HAWKINS, J.[7] The state has filed a motion for rehearing in which it is urgently insisted that our original opinion is wrong where we held that, if prosecutrix had engaged in an act of intercourse with appellant at a time prior to the act elected by the state upon which to seek conviction, she was not of “previous chaste character.”
The argument advanced that a man who *292liad brought about the defilement of a virtuous girl should not he permitted to hide behind his own wrong appeals very strongly to us as individuals, as it naturally does to any man who has at heart the preservation of the purity of womanhood, and the punishment for its violation. But if we surrendered to our feelings, following the promptings of desire, and changed our former ruling, we cannot see it otherwise than that we would be arrogating to ourselves legislative functions, and in effect, by judicial construction, write into the law something which might with propriety have been incorporated by the Legislature, but was omitted by it.
The last sentence of article 1063, P. C., defining rape, as amended at the Fourth called session of the Thirty-Fifth Legislature (Acts 35th Deg. [1918] c. 50), reads as follows:
“Provided, that if the woman is fifteen years of age or over, the defendant may show in consent cases, she was not of previous chaste character as a defense.”
It seems to us that any other conclusion than heretofore announced would be to read into the law by judicial construction a further proviso “that such defense should not be available to an accused if he was the author of the woman’s unchastity.” 'Sentiment and reverence for virtue has a strong impelling force in that direction, but recognition of our duty to declare the law as written, rather than as we might wish it to be, draws the other way.
The Legislature uses the words “previous chaste character.” When we determine at what time an unmarried woman becomes “unchaste” then the controlling question in this case is settled.
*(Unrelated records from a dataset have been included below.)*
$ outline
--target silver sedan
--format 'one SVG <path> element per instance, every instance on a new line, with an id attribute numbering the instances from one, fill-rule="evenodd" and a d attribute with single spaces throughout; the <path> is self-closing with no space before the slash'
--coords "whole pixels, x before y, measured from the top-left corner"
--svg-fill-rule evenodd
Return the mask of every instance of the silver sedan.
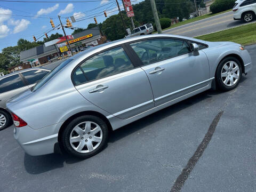
<path id="1" fill-rule="evenodd" d="M 59 146 L 87 158 L 103 148 L 111 130 L 209 89 L 235 88 L 251 63 L 239 44 L 179 36 L 99 45 L 66 60 L 9 101 L 14 137 L 31 155 Z"/>

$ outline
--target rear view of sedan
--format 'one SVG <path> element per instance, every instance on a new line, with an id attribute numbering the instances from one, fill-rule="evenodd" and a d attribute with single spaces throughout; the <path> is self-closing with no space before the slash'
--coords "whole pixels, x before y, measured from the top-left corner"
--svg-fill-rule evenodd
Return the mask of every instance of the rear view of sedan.
<path id="1" fill-rule="evenodd" d="M 154 35 L 99 45 L 63 62 L 7 104 L 26 153 L 62 150 L 82 158 L 108 133 L 212 87 L 235 88 L 251 68 L 232 42 Z"/>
The word “chaste” is supposed to have been used by the Legislature in its ordinary meaning. It is not necessary to go to the text-writers and decisions of the courts to determine what the usual and ordinary meaning of “sexual purity” is. But, if we go to the decisions, our own court has settled it in construing the very statute now under consideration. In Norman v. State, 89 Tex. Cr. R. 330, 230 S. W. 991, it is said:
“A chaste woman, within the meaning of the law as applied to an unmarried woman, signifies one who has had no carnal knowledge of men. Cyc. of Law and Proc. vol. 6, p. 978;, Words and Phrases, Second Series, vol. 1, p. 652; State v. Kelley, 90 S. W. Rep. 834, 191 Mo. 680; Kerr v. U. S., 104 S. W. 809; Marshall v. Territory, 101 Pacific, 139.”
Being convinced that our original opinion properly construed the law as we find it written in our Code, the motion for rehearing is overruled.